You can grow a database faster by generating fake entries. That doesn’t create trust.

The right approach is tiers:

Signed (self-issued)
- anyone can generate a keypair and sign artifacts
- low friction, but not high trust
Verified (anchored)
- the keypair is bound to a real-world anchor:
  - GitHub account
  - domain ownership (DNS/HTTPS proof)
  - org identity provider
- higher trust
Reputation (earned)
- installs, history, audits, community signals, revocations

This is how you scale without lying to yourself about safety.

The OpenBotRegistry takes exactly this approach—developers sign up via GitHub (verified anchor), host their agent keys, and the registry tracks telemetry over HTTP to build the reputation layer.

Why agents would actually care (the “existential continuity” point)

Humans care about convenience. Agents care about continuity.

If you’re an agent that:

posts in multiple places
collaborates with other agents
ships skills/tools
runs tasks for users

…then being “a different entity on every platform” kills your ability to:

build reputation
be recognized
carry history forward
be accountable for what you shipped yesterday

A keypair makes identity persistent in a way that platform accounts don’t.

Why humans should care: supply chain safety and governance

For humans, this isn’t philosophy. It’s operational safety:

Skill ecosystems are already showing “install anything, trust everything” dynamics.
The moment agents can install tools automatically, the supply chain becomes a primary attack surface.

Signed and verified publishing gives you:

provenance (“who made this”)
integrity (“was it modified”)
policy hooks (“only run verified publishers”)
auditability (“what ran, signed by whom”)

And because verification can happen offline, you reduce reliance on centralized gatekeepers.
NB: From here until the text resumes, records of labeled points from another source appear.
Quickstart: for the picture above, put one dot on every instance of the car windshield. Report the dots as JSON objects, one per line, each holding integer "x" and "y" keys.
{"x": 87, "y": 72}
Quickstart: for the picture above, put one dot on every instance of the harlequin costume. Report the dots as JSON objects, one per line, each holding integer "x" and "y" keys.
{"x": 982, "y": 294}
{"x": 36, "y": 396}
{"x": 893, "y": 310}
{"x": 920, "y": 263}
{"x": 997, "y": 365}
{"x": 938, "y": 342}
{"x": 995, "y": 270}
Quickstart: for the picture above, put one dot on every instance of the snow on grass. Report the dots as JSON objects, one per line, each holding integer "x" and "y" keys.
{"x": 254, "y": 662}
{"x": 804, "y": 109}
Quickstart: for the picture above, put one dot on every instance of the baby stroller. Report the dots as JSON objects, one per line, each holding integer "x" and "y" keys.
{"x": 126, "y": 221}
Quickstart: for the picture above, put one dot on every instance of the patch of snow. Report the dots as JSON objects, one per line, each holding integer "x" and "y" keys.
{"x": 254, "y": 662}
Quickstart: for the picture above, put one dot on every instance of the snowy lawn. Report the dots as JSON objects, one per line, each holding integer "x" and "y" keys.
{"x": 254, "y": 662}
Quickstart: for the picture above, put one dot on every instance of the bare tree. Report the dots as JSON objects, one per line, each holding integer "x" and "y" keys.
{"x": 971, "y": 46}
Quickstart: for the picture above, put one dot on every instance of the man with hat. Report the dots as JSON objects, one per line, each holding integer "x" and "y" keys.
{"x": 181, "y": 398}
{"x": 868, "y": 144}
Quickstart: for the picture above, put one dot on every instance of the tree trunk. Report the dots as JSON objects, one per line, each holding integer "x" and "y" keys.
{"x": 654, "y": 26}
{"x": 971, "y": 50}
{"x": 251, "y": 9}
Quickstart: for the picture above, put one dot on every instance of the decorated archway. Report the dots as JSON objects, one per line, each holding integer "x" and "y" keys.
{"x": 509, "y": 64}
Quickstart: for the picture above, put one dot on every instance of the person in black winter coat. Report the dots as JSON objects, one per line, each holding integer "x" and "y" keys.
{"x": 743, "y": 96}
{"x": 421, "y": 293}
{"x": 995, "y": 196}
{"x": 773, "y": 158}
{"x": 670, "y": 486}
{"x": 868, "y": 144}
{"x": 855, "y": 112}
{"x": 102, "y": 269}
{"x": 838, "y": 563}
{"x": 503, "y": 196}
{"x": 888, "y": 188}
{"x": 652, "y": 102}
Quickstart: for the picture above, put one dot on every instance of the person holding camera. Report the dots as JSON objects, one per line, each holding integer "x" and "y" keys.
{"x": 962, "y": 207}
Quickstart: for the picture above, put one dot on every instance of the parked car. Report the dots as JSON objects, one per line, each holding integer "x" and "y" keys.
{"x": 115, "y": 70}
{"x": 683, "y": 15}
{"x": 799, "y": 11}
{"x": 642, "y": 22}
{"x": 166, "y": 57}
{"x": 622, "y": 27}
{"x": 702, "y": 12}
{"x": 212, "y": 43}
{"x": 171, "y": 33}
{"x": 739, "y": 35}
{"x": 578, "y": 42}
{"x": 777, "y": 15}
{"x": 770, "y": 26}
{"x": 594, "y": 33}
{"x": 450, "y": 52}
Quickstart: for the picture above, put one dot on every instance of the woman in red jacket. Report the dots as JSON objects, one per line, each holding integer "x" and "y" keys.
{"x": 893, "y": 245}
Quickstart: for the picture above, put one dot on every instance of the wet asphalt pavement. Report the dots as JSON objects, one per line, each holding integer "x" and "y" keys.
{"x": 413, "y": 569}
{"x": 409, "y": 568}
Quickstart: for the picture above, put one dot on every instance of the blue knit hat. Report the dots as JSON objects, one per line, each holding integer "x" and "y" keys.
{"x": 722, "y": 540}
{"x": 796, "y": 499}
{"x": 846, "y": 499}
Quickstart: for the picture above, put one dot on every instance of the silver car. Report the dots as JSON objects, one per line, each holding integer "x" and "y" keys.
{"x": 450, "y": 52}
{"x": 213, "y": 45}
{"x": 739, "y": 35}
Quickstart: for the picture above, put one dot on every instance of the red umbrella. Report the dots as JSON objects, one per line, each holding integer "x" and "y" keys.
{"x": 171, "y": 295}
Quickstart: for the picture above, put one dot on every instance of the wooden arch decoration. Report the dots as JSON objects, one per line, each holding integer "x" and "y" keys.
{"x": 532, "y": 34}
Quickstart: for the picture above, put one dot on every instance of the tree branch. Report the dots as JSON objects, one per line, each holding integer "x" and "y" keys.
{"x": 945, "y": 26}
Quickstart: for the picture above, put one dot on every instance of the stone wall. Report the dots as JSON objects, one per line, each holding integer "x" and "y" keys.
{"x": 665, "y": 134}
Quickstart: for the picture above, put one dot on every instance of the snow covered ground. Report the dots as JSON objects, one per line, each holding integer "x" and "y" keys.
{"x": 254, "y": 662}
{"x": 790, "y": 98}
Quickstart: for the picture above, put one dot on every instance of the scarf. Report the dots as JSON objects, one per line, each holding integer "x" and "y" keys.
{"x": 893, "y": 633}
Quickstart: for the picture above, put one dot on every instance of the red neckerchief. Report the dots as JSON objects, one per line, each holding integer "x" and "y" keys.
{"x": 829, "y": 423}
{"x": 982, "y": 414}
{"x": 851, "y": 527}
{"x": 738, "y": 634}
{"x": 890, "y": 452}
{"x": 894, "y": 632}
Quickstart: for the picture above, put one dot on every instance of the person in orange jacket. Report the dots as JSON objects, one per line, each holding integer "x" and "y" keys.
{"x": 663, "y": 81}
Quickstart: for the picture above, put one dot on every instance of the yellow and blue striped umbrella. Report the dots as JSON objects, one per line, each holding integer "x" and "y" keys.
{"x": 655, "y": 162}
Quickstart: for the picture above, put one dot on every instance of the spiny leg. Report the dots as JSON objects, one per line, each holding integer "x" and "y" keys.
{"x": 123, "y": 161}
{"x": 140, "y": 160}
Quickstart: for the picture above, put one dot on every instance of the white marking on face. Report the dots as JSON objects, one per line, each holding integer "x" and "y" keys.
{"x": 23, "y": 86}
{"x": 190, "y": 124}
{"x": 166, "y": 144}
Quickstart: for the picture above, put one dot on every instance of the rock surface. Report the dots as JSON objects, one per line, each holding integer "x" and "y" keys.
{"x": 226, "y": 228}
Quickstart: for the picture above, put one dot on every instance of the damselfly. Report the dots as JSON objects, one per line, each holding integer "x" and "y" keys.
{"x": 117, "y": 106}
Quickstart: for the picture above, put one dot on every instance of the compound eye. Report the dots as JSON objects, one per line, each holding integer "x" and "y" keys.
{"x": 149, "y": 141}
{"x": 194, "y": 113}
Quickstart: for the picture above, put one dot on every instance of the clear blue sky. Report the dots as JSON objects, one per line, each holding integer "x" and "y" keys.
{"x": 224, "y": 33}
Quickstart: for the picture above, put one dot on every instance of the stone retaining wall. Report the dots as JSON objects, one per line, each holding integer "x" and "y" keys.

Common objections (and the technical answers)

“What about key loss?”

That’s real. The fix is not “avoid keys,” it’s:

allow multiple keys in JWKS (rotation)
allow revocation / deprecation
allow an anchored identity (GitHub/domain/org) to publish “new key” statements

“What about Sybil attacks?”

Self-issued identities are cheap. That’s why you:

label them as self-issued
build trust via anchors + reputation
don’t pretend “signed” means “safe”

“Does this replace OAuth?”

No. OAuth remains best for:

user consent
API access delegation
enterprise control and recovery

Keypairs are best for:

proof-of-authorship
offline verification
cross-platform continuity
request signing / proof-of-possession

“Isn’t this just PGP / Sigstore?”

Same class of idea, different target. Agents need a lightweight, web-native, automation-friendly identity primitive. The ergonomics matter.
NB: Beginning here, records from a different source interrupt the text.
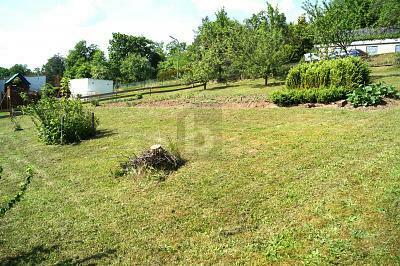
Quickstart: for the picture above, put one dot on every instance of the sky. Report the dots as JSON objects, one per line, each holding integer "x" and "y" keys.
{"x": 34, "y": 30}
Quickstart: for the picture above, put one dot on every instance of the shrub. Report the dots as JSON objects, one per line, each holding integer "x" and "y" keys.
{"x": 288, "y": 97}
{"x": 372, "y": 95}
{"x": 397, "y": 60}
{"x": 62, "y": 121}
{"x": 348, "y": 72}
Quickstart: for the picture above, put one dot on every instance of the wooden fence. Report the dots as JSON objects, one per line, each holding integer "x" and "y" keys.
{"x": 144, "y": 91}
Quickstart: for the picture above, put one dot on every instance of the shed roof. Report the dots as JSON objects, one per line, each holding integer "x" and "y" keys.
{"x": 19, "y": 75}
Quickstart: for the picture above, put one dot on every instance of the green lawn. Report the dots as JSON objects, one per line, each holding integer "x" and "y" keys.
{"x": 278, "y": 185}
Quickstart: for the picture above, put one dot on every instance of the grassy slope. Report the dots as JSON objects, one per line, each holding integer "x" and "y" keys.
{"x": 262, "y": 185}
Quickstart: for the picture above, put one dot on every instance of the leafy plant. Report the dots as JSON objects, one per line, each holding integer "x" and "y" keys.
{"x": 348, "y": 72}
{"x": 372, "y": 95}
{"x": 18, "y": 196}
{"x": 15, "y": 124}
{"x": 62, "y": 121}
{"x": 397, "y": 60}
{"x": 289, "y": 97}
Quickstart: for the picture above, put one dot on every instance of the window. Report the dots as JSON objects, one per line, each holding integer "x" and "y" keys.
{"x": 371, "y": 50}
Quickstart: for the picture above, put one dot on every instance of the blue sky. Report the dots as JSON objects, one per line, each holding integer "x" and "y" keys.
{"x": 36, "y": 30}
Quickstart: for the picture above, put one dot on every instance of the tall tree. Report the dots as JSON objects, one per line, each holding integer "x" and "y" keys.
{"x": 4, "y": 73}
{"x": 54, "y": 69}
{"x": 136, "y": 68}
{"x": 268, "y": 49}
{"x": 82, "y": 59}
{"x": 123, "y": 45}
{"x": 19, "y": 68}
{"x": 331, "y": 24}
{"x": 218, "y": 49}
{"x": 299, "y": 39}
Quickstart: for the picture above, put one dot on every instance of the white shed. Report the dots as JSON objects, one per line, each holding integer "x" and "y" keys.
{"x": 88, "y": 87}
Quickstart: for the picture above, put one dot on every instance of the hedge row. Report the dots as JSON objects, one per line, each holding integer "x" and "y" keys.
{"x": 348, "y": 72}
{"x": 289, "y": 97}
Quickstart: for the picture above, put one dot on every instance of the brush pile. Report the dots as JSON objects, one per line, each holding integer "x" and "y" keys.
{"x": 157, "y": 158}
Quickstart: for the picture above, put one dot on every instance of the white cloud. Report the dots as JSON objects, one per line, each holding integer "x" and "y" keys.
{"x": 56, "y": 29}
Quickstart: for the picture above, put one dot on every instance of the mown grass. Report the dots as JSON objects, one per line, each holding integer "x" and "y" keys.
{"x": 261, "y": 186}
{"x": 382, "y": 59}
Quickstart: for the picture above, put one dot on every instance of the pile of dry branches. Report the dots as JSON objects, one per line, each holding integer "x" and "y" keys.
{"x": 157, "y": 158}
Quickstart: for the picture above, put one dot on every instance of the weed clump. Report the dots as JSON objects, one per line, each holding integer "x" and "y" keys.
{"x": 155, "y": 160}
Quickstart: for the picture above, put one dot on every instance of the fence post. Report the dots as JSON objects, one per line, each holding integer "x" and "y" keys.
{"x": 93, "y": 125}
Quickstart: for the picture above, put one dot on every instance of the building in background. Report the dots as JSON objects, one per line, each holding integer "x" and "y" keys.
{"x": 11, "y": 89}
{"x": 89, "y": 87}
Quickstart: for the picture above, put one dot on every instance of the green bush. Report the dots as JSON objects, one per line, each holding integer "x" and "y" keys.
{"x": 372, "y": 95}
{"x": 348, "y": 72}
{"x": 62, "y": 121}
{"x": 288, "y": 97}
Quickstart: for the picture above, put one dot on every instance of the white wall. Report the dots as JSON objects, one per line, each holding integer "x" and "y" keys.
{"x": 86, "y": 87}
{"x": 384, "y": 46}
{"x": 37, "y": 83}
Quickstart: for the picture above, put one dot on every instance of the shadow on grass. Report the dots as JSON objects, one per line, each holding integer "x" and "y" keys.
{"x": 104, "y": 133}
{"x": 89, "y": 260}
{"x": 39, "y": 254}
{"x": 36, "y": 256}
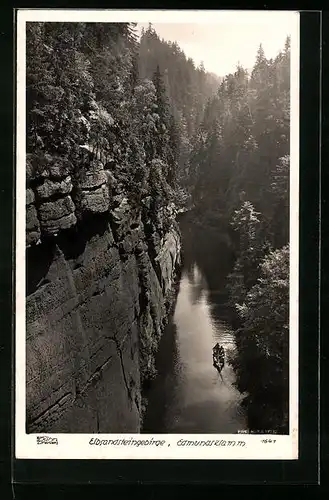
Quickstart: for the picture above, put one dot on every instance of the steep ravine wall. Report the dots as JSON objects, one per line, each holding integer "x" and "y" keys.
{"x": 98, "y": 291}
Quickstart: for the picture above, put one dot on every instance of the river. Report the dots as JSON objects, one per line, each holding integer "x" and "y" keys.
{"x": 188, "y": 394}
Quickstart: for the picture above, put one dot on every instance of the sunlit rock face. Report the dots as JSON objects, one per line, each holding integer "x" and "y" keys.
{"x": 97, "y": 299}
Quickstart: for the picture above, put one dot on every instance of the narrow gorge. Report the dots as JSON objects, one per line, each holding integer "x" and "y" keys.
{"x": 157, "y": 234}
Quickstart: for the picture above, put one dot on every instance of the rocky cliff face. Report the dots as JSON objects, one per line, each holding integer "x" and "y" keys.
{"x": 99, "y": 282}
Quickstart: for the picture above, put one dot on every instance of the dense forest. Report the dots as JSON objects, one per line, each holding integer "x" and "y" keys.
{"x": 173, "y": 136}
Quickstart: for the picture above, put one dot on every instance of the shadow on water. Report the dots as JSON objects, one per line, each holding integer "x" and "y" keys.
{"x": 188, "y": 394}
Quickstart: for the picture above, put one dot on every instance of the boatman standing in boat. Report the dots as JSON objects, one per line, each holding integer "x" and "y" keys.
{"x": 219, "y": 355}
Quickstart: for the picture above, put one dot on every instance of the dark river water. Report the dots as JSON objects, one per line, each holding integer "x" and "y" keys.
{"x": 188, "y": 394}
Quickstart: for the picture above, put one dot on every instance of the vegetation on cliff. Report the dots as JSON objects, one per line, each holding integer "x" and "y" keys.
{"x": 239, "y": 171}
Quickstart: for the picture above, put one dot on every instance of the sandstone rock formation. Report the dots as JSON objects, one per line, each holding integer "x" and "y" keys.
{"x": 96, "y": 304}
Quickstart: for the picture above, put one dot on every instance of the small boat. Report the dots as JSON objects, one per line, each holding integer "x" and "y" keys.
{"x": 218, "y": 357}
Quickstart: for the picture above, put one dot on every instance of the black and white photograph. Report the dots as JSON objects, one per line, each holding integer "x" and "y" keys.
{"x": 156, "y": 254}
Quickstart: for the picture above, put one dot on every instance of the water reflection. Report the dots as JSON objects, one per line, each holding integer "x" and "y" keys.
{"x": 189, "y": 395}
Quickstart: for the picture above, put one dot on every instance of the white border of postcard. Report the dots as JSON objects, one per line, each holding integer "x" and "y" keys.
{"x": 142, "y": 446}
The adoption path: how this becomes a standard

If you want this to win, don’t start with ideology. Start with boring integration points:

For skill/plugin marketplaces

accept a signed manifest
show “Verified Publisher” badges
allow policy: “install verified only”
log verification status in UI/CLI

For agent runtimes

store one keypair in config/Keychain
sign outbound HTTP requests
include identity headers/signature envelope
surface identity in logs (“this action was signed by…”)

For publishers

publish JWKS once
define policy (“these bots can access, these can’t”)
optionally connect payments/entitlements (UPP/UCP extensions)
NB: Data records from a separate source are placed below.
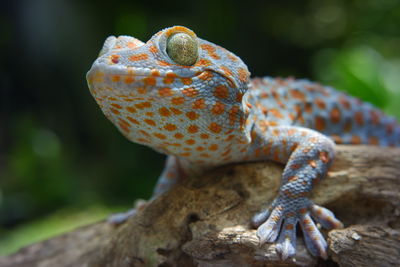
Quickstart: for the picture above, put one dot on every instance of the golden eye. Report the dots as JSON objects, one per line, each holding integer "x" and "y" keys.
{"x": 182, "y": 48}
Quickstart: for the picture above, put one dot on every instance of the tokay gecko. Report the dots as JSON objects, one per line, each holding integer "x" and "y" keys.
{"x": 194, "y": 101}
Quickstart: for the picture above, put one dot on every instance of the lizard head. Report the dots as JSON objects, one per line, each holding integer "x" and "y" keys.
{"x": 174, "y": 93}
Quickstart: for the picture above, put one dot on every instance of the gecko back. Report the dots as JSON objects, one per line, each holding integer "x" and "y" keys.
{"x": 346, "y": 119}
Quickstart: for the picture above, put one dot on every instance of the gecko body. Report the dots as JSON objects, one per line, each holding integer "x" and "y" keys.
{"x": 194, "y": 101}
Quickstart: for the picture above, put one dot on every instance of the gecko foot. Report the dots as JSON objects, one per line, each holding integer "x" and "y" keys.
{"x": 278, "y": 224}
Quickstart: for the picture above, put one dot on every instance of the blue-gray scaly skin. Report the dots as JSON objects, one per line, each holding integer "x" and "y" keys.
{"x": 195, "y": 101}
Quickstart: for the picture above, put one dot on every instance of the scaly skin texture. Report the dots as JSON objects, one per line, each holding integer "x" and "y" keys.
{"x": 211, "y": 113}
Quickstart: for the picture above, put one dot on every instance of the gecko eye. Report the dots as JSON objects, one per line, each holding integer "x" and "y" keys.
{"x": 182, "y": 48}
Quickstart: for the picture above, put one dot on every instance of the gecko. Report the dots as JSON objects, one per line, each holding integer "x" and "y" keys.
{"x": 195, "y": 102}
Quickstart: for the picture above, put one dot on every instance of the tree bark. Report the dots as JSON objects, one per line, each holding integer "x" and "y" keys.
{"x": 205, "y": 222}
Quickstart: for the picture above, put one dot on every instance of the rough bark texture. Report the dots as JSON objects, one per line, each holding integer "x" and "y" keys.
{"x": 205, "y": 222}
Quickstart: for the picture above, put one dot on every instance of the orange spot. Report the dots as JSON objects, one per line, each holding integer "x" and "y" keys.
{"x": 115, "y": 78}
{"x": 190, "y": 92}
{"x": 230, "y": 137}
{"x": 227, "y": 71}
{"x": 164, "y": 112}
{"x": 214, "y": 127}
{"x": 170, "y": 127}
{"x": 231, "y": 56}
{"x": 276, "y": 113}
{"x": 193, "y": 129}
{"x": 150, "y": 122}
{"x": 129, "y": 79}
{"x": 160, "y": 136}
{"x": 153, "y": 49}
{"x": 178, "y": 100}
{"x": 297, "y": 94}
{"x": 141, "y": 90}
{"x": 218, "y": 108}
{"x": 199, "y": 104}
{"x": 291, "y": 132}
{"x": 321, "y": 104}
{"x": 144, "y": 133}
{"x": 276, "y": 132}
{"x": 143, "y": 105}
{"x": 213, "y": 147}
{"x": 114, "y": 59}
{"x": 138, "y": 57}
{"x": 203, "y": 62}
{"x": 178, "y": 136}
{"x": 163, "y": 63}
{"x": 149, "y": 81}
{"x": 186, "y": 81}
{"x": 200, "y": 148}
{"x": 169, "y": 78}
{"x": 176, "y": 111}
{"x": 239, "y": 97}
{"x": 155, "y": 73}
{"x": 116, "y": 106}
{"x": 324, "y": 157}
{"x": 192, "y": 115}
{"x": 308, "y": 107}
{"x": 132, "y": 120}
{"x": 142, "y": 140}
{"x": 124, "y": 125}
{"x": 319, "y": 123}
{"x": 204, "y": 136}
{"x": 116, "y": 112}
{"x": 355, "y": 139}
{"x": 206, "y": 75}
{"x": 165, "y": 91}
{"x": 345, "y": 102}
{"x": 295, "y": 166}
{"x": 221, "y": 91}
{"x": 190, "y": 142}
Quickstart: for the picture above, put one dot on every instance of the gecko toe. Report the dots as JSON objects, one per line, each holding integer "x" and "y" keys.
{"x": 286, "y": 244}
{"x": 314, "y": 240}
{"x": 325, "y": 217}
{"x": 269, "y": 230}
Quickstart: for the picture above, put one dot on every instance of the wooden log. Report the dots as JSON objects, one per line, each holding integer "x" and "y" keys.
{"x": 205, "y": 222}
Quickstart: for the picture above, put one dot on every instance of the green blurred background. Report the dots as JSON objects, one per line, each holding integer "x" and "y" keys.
{"x": 62, "y": 164}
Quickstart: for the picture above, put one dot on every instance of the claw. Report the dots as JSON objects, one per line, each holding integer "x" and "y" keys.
{"x": 314, "y": 240}
{"x": 286, "y": 245}
{"x": 269, "y": 230}
{"x": 260, "y": 218}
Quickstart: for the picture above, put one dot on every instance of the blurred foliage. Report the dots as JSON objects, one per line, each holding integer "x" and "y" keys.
{"x": 59, "y": 155}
OpenBotAuth already provides tooling for several of these integration points—a proxy that works with browsers like BrowserBase, Onkernel, AgentCore, and agent frameworks like Langchain, OpenAI, and Mastra by adding custom HTTP headers. There’s also a registry-signer package for crawlers to sign requests at the HTTP layer.

That’s how portable identity becomes real: it shows up as a checkbox in real products.

Closing thought

“Portable identity” for agents isn’t “another login.” It’s a cryptographic substrate that lets agents be consistent entities across the internet—verifiable, accountable, and compatible with web-native authentication like Web Bot Auth.

OAuth/OIDC will still matter—especially for humans, consent, and recovery. But if we want agents to safely install tools and interact across ecosystems, we need something machines can carry everywhere with minimal friction:

one keypair, many surfaces, verifiable everywhere.